Bois mon resvoir
Les heures sauvages
Bois mon resvoir
Sous les branches mortes, il pleut du silence,
Au fond des bois muets profondément;
Plus rien qui murmure ou se balance
Au fond des bois déserts.
Seul, mon coeur, oiseau transi, s'élance
Au fond des bois qu'il aime,
Epris de leur mystérieux poème
Décevant.
Et les bois l'écoutent en rêvant,
Car ils comprennent
Tous nos désirs qui s'effrènnent
A plein élan,
Comme des cavaliers volants,
Vers la magique cité,
L'immensité.
Ils sont nos confidents et savent,
Grâce aux lourdeurs qui les entravent,
La douleur d'être limité;
Et, quand ils dorment en décembre,
C'est qu'ils sont las d'avoir lutté,
Tout l'été,
De tous leurs membres,
Pour échapper à la prison
Lugubre du même horizon.
Ils sont fourbes
D'avoir voulu
Vivre comme les oiseaux vivent
Et comme coulent les eaux vives.
Jamais leur tristesse assagie
Ne s'apaise. La nostalgie
Des lointains merveilleux les hante
Qu'apporte l'odeur errante
Des tempêtes où des chimères tourbillonnent.
Ecoutez-les, ces cris profonds
Qu'ils ont,
Avant que l'hiver les baillonne,
Vers des pays fleuris d'étoiles!
Ils sont amoureux jusqu'aux moelles
Des rayons qu'ils n'ont pas vus
Et des frissons qu'ils n'ont pas eus.
De tous leurs grands bras musculeux
Ils attirent jusqu'à eux
Les clartés éphémères et les brises
Où se sont baignés des dieux nus,
Où la ronde des aegypans cornus
A semé ses évohés!

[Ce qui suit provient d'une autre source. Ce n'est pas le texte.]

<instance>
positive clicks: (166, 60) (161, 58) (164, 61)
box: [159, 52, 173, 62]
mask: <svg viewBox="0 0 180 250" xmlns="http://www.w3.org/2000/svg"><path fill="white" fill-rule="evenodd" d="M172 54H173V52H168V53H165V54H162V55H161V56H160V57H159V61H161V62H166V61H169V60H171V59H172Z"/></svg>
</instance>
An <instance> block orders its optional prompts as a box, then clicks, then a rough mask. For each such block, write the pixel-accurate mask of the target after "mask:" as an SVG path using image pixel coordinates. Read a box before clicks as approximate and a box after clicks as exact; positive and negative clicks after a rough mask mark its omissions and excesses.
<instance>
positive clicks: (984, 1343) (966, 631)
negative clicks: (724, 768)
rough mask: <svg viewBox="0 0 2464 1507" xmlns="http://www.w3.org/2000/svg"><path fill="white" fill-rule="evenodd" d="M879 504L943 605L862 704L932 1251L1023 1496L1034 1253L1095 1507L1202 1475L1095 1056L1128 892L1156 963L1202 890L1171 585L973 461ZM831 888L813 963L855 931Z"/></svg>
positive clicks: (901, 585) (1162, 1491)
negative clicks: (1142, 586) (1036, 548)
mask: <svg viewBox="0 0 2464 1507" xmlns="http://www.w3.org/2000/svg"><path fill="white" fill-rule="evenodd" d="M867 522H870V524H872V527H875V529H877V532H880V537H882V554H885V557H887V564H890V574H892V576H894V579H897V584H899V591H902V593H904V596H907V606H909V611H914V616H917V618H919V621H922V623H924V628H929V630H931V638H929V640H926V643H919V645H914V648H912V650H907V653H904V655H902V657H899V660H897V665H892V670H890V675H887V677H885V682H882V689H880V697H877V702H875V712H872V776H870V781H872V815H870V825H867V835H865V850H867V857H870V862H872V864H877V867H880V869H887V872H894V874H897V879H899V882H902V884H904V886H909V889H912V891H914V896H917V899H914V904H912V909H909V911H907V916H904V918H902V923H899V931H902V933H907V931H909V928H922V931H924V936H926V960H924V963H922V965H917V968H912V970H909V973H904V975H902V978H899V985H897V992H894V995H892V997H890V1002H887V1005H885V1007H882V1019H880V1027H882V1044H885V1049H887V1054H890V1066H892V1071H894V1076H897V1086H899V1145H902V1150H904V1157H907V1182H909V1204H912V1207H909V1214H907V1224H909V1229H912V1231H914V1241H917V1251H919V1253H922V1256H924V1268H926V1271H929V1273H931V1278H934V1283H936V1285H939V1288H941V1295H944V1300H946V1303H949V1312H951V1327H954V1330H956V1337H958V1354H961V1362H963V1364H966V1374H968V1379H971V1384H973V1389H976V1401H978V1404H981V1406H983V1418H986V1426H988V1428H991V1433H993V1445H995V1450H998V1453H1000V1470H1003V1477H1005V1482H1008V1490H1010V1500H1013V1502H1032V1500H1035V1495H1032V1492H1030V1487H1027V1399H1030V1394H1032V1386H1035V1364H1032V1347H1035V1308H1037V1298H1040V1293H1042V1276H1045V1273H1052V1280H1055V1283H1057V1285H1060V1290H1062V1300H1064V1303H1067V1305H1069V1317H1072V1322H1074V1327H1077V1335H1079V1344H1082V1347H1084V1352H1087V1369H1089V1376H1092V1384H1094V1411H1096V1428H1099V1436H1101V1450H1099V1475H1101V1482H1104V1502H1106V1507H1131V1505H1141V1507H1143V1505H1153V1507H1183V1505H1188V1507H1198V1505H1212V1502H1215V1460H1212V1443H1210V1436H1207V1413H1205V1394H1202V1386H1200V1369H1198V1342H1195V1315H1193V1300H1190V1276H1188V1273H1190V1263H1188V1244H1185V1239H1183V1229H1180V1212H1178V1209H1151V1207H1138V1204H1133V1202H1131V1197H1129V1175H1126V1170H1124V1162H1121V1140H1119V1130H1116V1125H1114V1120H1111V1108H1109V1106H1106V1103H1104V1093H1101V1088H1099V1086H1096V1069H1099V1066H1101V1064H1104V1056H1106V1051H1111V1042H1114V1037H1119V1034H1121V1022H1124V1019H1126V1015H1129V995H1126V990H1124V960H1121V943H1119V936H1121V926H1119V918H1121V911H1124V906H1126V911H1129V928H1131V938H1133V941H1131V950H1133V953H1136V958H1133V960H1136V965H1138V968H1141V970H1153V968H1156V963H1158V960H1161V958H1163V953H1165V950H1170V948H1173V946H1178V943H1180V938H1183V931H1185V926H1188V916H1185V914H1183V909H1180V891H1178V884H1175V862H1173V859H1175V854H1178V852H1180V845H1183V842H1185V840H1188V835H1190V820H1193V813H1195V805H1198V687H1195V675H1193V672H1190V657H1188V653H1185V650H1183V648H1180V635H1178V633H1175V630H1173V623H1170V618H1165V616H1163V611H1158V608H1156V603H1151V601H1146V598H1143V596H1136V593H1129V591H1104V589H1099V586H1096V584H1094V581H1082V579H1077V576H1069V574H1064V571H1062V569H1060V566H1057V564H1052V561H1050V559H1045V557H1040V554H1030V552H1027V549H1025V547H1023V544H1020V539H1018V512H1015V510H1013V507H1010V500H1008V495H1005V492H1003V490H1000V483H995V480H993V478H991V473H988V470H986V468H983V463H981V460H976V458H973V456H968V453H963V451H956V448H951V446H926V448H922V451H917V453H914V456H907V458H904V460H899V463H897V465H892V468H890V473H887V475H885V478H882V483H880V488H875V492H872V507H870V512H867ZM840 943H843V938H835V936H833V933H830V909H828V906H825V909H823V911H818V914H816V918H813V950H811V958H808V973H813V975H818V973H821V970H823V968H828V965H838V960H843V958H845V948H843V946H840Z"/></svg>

Leur coeur se brise
Sous l'aubier,
Quand l'inconnu printemps qui fuit, de son haleine
Ouvre les grappes des troènes
Et les pâles fleurs des sorbiers.
***
Frigides en leur caducité
Spectrale,
Voici les bois muets sans que la raucité
Même d'un râle
Evoque les anciens délires,
Qui suppliaient avec la voix verte des cors
Ou bruissaient, tels des doigts frôlant des lyres,
Aux cordes d'or.
Mais les bois où mon coeur s'élance,
Oiseau transi, le caressent de leur silence,
Car ils comprennent
Tous nos désirs qui s'effrènent
A plein élan,
Comme des cavaliers volants,
Vers l'inaccessible cité,
L'immensité.
Bois des Spt-Chevaux (novembre 1900).